A medieval village with a Romanesque jewel inside its walls

Castello di Querceto e Pieve di San Giovanni Battista

Querceto Castle is one of the best-preserved medieval villages in Montecatini Val di Cecina, standing on a rocky spur of Colle Montaneo and documented since the eleventh century as belonging to the Diocese of Massa Marittima. The earliest records date to the late twelfth century, when it was held by the nobles of Querceto, later ceded to the Bishops of Volterra through the diplomas of Henry VI in 1186 and Frederick II in 1224, and finally placed under the free control of the Municipality of Volterra on 20 August 1252. Its importance was both military and economic: it could provide up to 600 armed men to the Municipality of Volterra, while the subsoil contained copper, silver, mercury and the so-called moie, saline water springs.

The village suffered dramatic events in the fifteenth century, including the sack of 1431 by the troops of the Duke of Milan and the near-total destruction of 1447 by Alfonso of Aragon’s forces, who razed all the houses and spared only the castle. In 1543 the Lisci family settled in Querceto and remained owners until 1814, when the village passed by inheritance to Carlo Leopoldo Ginori. The castle visible today was built in the early twentieth century at the initiative of Count Lorenzo Ginori, who in 1907 decided to rebuild a family residence on the site of the former medieval noble house.

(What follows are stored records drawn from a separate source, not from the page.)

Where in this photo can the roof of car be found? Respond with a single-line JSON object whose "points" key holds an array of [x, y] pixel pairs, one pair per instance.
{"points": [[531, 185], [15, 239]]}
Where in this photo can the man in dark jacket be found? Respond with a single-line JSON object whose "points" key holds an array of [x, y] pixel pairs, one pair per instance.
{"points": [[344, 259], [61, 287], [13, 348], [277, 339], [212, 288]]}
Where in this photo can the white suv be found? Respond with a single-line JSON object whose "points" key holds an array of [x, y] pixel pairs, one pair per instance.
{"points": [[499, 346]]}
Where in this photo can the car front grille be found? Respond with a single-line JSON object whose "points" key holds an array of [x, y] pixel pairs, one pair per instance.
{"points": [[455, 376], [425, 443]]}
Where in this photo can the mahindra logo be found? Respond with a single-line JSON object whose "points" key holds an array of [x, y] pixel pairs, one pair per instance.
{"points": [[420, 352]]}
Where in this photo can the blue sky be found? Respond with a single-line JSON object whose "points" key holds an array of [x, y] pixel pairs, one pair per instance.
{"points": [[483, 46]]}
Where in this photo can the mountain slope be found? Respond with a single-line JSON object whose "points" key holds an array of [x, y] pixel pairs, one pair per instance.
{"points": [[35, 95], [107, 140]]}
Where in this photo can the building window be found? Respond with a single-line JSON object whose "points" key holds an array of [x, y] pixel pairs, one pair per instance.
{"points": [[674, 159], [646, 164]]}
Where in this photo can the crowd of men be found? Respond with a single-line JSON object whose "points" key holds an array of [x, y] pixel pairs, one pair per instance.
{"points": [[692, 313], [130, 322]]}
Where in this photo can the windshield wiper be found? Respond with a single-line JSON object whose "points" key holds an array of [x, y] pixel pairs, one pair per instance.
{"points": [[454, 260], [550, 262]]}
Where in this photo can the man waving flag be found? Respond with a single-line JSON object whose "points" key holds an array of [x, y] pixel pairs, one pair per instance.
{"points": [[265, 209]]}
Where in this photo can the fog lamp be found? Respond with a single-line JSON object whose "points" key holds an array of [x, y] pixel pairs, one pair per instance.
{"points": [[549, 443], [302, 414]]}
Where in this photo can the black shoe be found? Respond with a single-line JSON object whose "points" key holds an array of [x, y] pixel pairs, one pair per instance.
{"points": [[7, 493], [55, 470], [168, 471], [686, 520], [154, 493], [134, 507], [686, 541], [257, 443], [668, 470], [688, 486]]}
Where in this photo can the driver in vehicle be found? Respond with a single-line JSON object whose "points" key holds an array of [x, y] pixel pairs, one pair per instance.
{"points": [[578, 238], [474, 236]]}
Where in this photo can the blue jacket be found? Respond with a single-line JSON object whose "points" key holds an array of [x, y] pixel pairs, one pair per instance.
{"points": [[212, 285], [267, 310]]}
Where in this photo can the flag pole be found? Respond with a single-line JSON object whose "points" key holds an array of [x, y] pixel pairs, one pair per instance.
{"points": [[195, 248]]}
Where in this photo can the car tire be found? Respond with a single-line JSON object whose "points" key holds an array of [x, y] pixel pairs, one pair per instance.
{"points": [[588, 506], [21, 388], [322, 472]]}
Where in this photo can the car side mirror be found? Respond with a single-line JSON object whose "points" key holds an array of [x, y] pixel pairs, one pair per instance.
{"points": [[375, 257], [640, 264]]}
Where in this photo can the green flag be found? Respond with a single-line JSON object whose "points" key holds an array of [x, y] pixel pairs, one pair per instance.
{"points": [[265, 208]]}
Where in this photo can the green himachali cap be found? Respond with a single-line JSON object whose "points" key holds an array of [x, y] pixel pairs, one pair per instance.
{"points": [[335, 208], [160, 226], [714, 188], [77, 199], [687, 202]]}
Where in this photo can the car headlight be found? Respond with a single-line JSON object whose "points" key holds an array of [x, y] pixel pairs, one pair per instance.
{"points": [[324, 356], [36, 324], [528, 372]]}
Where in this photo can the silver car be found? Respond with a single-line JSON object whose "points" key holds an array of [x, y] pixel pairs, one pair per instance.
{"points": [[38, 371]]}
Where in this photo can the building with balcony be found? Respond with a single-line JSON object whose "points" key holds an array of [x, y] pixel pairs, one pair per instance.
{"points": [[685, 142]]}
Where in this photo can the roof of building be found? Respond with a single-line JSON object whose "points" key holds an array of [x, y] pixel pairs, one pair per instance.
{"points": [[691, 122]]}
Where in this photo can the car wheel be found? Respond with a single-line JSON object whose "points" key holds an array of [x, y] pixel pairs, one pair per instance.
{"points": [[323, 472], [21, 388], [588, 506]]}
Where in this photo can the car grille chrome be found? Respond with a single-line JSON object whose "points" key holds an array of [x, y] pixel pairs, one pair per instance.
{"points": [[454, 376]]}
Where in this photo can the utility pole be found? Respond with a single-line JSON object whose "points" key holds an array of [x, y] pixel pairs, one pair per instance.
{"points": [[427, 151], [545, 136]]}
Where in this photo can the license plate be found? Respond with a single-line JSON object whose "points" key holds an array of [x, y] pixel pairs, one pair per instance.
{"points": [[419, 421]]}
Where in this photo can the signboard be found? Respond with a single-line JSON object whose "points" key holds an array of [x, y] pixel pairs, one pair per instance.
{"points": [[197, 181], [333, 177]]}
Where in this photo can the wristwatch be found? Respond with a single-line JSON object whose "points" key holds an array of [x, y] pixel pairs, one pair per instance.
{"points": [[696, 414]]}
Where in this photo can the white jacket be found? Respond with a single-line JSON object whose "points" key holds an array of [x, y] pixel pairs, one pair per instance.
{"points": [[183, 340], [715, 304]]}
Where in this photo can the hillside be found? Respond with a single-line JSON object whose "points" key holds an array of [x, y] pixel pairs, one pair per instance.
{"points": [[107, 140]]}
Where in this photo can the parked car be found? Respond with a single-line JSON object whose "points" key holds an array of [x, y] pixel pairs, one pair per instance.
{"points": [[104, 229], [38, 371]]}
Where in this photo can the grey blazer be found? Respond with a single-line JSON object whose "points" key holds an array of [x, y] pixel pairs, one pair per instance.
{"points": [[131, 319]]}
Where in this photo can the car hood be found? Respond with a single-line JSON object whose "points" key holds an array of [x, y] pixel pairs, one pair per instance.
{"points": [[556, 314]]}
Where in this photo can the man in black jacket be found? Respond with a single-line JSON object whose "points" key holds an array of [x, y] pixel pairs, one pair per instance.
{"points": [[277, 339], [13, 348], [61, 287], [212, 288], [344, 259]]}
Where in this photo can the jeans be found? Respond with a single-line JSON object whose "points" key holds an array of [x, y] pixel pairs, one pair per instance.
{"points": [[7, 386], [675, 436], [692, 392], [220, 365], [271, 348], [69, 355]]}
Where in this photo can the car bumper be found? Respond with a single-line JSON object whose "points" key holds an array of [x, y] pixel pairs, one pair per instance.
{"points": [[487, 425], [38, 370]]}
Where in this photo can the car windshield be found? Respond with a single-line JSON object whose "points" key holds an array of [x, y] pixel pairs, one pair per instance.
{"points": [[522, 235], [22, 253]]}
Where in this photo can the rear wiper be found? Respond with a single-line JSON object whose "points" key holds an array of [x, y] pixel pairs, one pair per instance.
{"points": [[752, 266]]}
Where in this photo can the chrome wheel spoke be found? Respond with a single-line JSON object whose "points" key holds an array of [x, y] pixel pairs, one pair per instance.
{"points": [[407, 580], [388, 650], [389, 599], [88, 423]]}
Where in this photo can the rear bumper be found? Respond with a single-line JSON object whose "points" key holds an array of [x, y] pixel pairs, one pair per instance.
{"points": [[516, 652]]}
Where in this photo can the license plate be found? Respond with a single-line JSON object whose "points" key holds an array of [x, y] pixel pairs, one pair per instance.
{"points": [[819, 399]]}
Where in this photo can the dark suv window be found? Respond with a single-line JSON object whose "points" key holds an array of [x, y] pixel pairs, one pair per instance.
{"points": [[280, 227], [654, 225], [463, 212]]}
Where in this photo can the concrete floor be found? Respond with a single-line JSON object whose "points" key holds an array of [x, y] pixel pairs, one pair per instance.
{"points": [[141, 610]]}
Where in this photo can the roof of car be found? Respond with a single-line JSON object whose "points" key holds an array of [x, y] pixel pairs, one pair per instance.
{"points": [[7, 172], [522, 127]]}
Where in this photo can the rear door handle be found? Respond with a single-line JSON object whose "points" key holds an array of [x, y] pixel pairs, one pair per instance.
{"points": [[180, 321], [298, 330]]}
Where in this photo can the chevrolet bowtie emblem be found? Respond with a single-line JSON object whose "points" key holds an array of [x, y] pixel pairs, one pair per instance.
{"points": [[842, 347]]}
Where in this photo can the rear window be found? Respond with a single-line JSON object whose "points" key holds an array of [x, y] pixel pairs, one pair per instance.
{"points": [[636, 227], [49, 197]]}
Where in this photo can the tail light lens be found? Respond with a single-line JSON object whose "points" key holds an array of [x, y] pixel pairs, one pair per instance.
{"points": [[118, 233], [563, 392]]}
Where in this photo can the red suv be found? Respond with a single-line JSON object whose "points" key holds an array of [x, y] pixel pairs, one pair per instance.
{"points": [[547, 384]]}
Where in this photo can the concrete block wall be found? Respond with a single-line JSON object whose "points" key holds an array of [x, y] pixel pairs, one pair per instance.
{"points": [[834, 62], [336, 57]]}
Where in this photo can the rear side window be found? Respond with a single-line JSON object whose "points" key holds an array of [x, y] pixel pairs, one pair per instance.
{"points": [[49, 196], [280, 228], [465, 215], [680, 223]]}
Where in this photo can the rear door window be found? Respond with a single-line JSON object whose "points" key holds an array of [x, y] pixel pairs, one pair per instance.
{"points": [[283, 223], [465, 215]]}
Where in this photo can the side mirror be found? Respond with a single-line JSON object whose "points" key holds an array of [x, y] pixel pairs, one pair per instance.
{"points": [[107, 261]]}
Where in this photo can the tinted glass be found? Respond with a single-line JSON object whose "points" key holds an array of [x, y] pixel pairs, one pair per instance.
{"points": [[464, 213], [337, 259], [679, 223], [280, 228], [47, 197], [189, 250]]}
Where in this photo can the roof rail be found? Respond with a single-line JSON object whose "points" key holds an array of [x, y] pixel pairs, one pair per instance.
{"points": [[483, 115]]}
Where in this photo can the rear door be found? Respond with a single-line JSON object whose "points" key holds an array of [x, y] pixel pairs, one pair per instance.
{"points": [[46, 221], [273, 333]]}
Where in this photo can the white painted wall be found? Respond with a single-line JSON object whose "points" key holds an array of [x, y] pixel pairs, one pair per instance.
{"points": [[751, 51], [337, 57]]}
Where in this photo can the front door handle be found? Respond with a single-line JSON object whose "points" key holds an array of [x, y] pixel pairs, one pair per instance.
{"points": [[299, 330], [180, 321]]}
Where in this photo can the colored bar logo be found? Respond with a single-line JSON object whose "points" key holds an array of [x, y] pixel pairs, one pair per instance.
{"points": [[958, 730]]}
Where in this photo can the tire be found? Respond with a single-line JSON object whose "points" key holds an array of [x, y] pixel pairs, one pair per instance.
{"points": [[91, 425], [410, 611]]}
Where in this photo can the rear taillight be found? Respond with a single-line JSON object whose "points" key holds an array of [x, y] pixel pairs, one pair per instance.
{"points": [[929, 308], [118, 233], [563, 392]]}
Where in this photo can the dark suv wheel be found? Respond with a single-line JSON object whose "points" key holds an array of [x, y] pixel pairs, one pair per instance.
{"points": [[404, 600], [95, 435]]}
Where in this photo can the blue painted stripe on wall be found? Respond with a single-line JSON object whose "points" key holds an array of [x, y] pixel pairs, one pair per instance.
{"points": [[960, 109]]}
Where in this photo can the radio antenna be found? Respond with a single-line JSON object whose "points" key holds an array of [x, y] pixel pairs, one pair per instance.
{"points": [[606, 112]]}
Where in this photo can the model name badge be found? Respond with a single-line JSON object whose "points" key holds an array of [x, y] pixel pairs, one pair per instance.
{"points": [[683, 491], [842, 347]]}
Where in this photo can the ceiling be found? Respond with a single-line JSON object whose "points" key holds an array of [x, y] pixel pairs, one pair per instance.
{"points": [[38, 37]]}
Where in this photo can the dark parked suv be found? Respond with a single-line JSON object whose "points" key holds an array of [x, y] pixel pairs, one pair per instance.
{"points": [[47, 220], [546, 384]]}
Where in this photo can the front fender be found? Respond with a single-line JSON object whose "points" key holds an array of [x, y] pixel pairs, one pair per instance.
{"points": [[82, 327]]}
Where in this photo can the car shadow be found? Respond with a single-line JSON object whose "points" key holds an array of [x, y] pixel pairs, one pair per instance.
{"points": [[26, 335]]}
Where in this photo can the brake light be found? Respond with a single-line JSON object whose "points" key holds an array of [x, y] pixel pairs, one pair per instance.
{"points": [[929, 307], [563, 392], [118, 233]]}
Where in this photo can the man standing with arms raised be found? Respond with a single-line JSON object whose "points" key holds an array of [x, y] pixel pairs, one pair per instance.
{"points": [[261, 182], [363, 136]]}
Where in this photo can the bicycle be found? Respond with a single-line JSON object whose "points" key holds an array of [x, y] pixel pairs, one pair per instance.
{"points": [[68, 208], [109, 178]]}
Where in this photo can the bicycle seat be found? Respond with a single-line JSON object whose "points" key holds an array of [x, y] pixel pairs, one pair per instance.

Inside the village stands the Pieve of San Giovanni Battista, built in the thirteenth century within the castle walls in place of an older church in the open countryside. First documented in 1231, the pieve is a gabled building made of regular courses of small sandstone blocks, with a simple portal topped by a Ginori manufactory maiolica from the early twentieth century. The single-nave interior, originally ending in a semicircular apse now replaced by a square choir, includes a transept whose capitals show remarkable decorative variety, with large aquatic leaves and tendrils, while the right-hand semi-column capital bears the symbols of the evangelists Mark, Matthew and John.